This recent position merits a rerun after an unexpected dip. I said last week I was going to add ITW back into the portfolio after we were stopped out on a temporary dip.
NEW DIRECTIONAL CALL PLAYS
ITW - Illinois Tool Works - Company Profile
Illinois Tool Works Inc. manufactures and sells industrial products and equipment worldwide. It operates through seven segments: Automotive OEM; Test & Measurement and Electronics; Food Equipment; Polymers & Fluids; Welding; Construction Products; and Specialty Products. The company distributes its products directly to industrial manufacturers, as well as through independent distributors. Illinois Tool Works Inc. was founded in 1912.

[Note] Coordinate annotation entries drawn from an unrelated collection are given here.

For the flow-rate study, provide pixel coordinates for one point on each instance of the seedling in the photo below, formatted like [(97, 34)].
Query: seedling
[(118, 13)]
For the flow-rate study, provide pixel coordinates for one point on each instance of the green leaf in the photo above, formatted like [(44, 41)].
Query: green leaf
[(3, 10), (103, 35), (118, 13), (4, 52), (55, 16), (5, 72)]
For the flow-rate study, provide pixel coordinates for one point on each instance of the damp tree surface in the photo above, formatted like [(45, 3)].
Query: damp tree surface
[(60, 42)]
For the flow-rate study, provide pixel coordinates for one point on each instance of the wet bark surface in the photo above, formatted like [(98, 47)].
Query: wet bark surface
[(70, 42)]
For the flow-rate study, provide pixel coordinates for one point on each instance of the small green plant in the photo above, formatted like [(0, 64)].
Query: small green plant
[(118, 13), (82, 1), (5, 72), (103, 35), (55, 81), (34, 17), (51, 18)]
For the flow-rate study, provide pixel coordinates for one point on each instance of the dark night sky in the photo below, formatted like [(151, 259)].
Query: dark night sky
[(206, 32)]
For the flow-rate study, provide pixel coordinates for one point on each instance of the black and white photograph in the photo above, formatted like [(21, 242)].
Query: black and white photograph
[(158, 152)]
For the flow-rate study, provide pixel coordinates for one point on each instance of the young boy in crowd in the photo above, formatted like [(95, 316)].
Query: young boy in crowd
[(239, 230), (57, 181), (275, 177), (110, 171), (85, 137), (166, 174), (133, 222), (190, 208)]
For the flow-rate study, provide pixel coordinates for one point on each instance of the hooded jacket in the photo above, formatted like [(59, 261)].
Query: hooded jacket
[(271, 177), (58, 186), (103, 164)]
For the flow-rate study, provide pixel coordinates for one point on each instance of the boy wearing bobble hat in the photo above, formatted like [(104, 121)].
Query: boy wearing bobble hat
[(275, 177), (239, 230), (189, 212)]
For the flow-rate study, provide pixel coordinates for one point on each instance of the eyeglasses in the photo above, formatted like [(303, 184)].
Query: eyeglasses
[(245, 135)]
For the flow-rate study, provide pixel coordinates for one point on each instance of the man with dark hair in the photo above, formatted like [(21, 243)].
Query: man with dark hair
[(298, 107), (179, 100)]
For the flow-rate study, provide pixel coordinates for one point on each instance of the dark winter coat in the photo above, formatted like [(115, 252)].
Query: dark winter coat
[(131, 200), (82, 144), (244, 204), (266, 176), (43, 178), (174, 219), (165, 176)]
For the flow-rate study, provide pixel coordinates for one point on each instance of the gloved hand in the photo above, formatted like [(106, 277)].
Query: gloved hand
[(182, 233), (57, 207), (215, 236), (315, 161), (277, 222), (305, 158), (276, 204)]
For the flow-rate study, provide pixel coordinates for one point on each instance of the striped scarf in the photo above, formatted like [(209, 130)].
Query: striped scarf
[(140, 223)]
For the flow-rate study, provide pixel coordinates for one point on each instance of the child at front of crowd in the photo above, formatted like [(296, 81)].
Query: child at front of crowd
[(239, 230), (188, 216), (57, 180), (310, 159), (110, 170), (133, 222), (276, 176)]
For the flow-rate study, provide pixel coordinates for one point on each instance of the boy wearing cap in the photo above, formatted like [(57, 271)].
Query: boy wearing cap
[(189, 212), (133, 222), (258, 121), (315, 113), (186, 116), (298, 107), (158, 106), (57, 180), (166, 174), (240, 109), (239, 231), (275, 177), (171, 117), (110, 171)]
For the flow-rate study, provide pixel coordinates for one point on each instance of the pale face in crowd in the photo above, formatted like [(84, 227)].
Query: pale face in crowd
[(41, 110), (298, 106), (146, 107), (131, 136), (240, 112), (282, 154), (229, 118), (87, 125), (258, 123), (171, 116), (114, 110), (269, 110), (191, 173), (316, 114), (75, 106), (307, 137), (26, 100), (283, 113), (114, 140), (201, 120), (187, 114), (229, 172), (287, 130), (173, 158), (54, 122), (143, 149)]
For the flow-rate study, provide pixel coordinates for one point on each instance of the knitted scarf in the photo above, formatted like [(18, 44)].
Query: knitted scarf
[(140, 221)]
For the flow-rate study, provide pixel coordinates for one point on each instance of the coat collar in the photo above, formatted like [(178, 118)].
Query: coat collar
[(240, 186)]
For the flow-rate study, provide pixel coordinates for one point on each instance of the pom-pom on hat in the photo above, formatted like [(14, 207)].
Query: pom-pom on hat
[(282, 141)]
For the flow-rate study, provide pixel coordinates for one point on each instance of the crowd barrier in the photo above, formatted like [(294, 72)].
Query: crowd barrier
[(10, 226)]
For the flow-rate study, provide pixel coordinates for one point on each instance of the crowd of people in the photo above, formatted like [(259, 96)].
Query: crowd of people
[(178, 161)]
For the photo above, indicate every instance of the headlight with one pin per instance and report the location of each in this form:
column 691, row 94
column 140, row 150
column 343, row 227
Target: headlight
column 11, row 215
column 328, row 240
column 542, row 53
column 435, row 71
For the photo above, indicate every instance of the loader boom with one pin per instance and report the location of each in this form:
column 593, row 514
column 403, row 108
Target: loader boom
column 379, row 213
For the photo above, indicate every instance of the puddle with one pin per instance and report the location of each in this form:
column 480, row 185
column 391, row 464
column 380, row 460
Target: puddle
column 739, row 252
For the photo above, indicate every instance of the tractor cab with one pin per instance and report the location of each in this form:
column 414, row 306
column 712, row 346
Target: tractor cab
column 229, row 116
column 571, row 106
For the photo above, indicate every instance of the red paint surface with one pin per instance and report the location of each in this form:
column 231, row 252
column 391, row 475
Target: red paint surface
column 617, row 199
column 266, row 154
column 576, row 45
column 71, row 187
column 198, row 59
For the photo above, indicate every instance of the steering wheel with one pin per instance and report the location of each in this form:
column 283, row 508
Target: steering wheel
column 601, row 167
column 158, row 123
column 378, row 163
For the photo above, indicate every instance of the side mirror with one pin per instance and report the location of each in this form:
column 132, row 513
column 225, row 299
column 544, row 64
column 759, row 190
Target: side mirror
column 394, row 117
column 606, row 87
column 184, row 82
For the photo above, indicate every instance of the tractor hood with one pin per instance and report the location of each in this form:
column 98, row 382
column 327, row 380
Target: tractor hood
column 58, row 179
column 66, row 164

In late July, ITW reported earnings of $1.46 that rose 12.3% and beat estimates for $1.40. Revenue of $3.43 billion beat estimates for $3.40 billion. ITW guided for Q3 earnings of $1.42-$1.52 compared to analyst estimates for $1.46. The company raised full year guidance for earnings by 10 cents to the $5.50-$5.70 range. Analysts were expecting $5.51 per share.
Earnings Oct 19th.
The stock jumped from $111 to $115 on the news and then traded sideways for two weeks on post earnings consolidation. In early August, the shares started a slow climb to hit $119 and a new high. Every day I thought about recommending ITW but I kept waiting for a pullback.
After we were in the prior position the stock continued sideways with only a slightly positive bias. This consolidation was fin but we were stopped out on 9/1 when I raised the stop to close thinking the market was about to weaken.
On Friday shares spiked to $123.50 on no news. That spike was erased and shares drifted back down to the prior consolidation range of $119. If the market is going to rally, ITW is a strong growth stock that managers should want to own.
I am choosing an inexpensive strike to allow us to ride out any volatility.
Buy Dec $125 call, currently $2.00. No stop loss.